When overwhelmed, children often turn to their parents for emotional support and a sense that everything is okay. You can teach them to be calm and peaceful by responding calmly. It can be the same for teens. Dr. Westers explains that many youths self-injure to control their emotions when overwhelmed. Encourage your teen to speak to you instead of self-injuring when feeling this way.

Prepare to respond calmly and help them regulate their emotions. You may cause your child’s “emotional vessel” to become contaminated or overflow. This will make it harder for them to regulate their emotions or learn to self-soothe.

4. Use a healthy coping technique (rather than a punishment)

Your teen probably already knows that you don’t approve of self-injury. Many young people self-injure to punish themselves.

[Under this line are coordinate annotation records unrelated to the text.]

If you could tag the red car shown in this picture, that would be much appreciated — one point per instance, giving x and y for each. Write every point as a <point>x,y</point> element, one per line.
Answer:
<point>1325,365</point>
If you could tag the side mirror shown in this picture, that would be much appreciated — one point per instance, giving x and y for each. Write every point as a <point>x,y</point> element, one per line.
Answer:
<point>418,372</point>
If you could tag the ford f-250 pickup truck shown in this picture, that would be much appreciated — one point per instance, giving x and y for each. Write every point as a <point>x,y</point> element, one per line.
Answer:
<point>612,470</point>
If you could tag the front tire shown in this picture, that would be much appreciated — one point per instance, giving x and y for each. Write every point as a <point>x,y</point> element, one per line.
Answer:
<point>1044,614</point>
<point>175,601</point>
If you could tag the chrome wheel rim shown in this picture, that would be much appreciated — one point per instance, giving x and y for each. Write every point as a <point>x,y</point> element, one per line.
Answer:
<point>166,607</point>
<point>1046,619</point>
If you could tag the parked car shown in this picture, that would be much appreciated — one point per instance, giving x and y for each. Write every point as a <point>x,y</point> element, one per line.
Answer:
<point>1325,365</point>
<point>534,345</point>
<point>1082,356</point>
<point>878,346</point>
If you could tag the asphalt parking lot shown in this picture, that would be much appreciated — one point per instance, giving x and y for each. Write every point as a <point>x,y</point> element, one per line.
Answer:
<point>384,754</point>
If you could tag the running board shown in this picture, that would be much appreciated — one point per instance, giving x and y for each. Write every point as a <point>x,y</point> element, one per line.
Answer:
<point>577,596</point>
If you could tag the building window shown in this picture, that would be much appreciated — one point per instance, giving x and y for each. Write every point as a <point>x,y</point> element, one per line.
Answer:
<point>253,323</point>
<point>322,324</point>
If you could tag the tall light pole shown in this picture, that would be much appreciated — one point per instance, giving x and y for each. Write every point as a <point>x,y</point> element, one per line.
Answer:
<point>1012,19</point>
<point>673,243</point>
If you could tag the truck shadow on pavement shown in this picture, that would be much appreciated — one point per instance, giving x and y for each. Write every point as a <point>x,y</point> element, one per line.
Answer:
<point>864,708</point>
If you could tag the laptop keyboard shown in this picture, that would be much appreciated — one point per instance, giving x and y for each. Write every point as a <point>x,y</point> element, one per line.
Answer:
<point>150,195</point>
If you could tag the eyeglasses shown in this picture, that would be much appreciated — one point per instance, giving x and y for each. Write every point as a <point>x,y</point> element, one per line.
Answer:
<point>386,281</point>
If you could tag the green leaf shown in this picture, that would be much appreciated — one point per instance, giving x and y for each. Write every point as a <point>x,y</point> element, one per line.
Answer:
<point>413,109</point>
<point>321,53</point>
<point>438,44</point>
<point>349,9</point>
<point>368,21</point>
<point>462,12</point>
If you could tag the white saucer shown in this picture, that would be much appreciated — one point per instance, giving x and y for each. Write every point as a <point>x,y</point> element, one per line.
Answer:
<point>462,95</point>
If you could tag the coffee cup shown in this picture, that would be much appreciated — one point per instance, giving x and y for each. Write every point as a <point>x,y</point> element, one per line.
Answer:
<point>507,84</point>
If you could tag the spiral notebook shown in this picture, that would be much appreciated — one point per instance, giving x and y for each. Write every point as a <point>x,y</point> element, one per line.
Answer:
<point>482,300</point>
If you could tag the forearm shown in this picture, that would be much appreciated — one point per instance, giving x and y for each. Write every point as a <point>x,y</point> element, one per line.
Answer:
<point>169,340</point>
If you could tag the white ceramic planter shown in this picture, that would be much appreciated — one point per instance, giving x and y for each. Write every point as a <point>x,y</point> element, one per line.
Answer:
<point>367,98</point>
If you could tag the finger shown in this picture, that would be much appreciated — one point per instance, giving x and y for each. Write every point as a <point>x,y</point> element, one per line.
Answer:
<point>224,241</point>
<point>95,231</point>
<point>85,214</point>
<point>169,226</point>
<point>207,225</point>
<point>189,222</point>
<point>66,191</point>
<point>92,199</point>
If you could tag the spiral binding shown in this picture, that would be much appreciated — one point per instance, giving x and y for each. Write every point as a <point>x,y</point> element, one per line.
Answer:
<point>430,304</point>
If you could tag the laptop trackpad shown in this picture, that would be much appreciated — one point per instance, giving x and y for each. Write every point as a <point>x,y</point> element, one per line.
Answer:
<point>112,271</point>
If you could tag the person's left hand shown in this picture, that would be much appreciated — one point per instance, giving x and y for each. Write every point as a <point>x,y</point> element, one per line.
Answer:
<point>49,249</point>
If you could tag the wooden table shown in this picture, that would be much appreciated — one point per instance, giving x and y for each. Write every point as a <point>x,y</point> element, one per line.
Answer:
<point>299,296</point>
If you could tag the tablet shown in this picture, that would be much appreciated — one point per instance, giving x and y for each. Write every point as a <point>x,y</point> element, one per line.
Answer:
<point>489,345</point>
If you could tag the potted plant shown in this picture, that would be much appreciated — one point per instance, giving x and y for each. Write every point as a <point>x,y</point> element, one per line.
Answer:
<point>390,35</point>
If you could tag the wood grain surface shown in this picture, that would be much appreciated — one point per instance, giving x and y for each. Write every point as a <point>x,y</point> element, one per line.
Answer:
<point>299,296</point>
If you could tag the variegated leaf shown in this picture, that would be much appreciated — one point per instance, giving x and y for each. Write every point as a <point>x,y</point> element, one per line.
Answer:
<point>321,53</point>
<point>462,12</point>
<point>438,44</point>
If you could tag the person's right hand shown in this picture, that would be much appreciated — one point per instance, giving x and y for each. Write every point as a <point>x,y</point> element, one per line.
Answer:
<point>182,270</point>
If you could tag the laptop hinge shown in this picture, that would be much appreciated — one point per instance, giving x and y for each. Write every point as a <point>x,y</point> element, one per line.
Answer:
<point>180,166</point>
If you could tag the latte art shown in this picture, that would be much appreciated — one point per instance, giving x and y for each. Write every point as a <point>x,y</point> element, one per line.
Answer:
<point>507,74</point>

Some parents believe that removing their cell phones or other privileges can help them stop.

Dr. Westers says, “Don’t punish your child because they punish themselves.” Instead, express your concern over the behavior. Offer to help, talk, and provide emotional assistance when they cannot do so themselves. A supportive response might be: “It is really difficult for me to hear you hurt yourself.” “I don’t like it that you do this, but I am here for you. We’ll work through this together.”

Your child may learn from your lectures and punishments that telling you about self-injury is unsafe. They may continue the behavior but no longer inform you. Good communication with your parent is the best and most protective way for your child to cope.

Seeking help

Consider contacting a mental healthcare professional if your child is self-injuring. This is especially important if you’re concerned about your teen’s safety. A therapist can help your child develop healthier coping mechanisms. Encourage them to seek extra support by meeting with one.

Dr. Westers concludes by saying, “Be willing to seek your own professional support, as a parent who is emotionally healthy makes a better one.”

Children’s Health provides comprehensive care to adolescents requiring psychiatry or psychological services.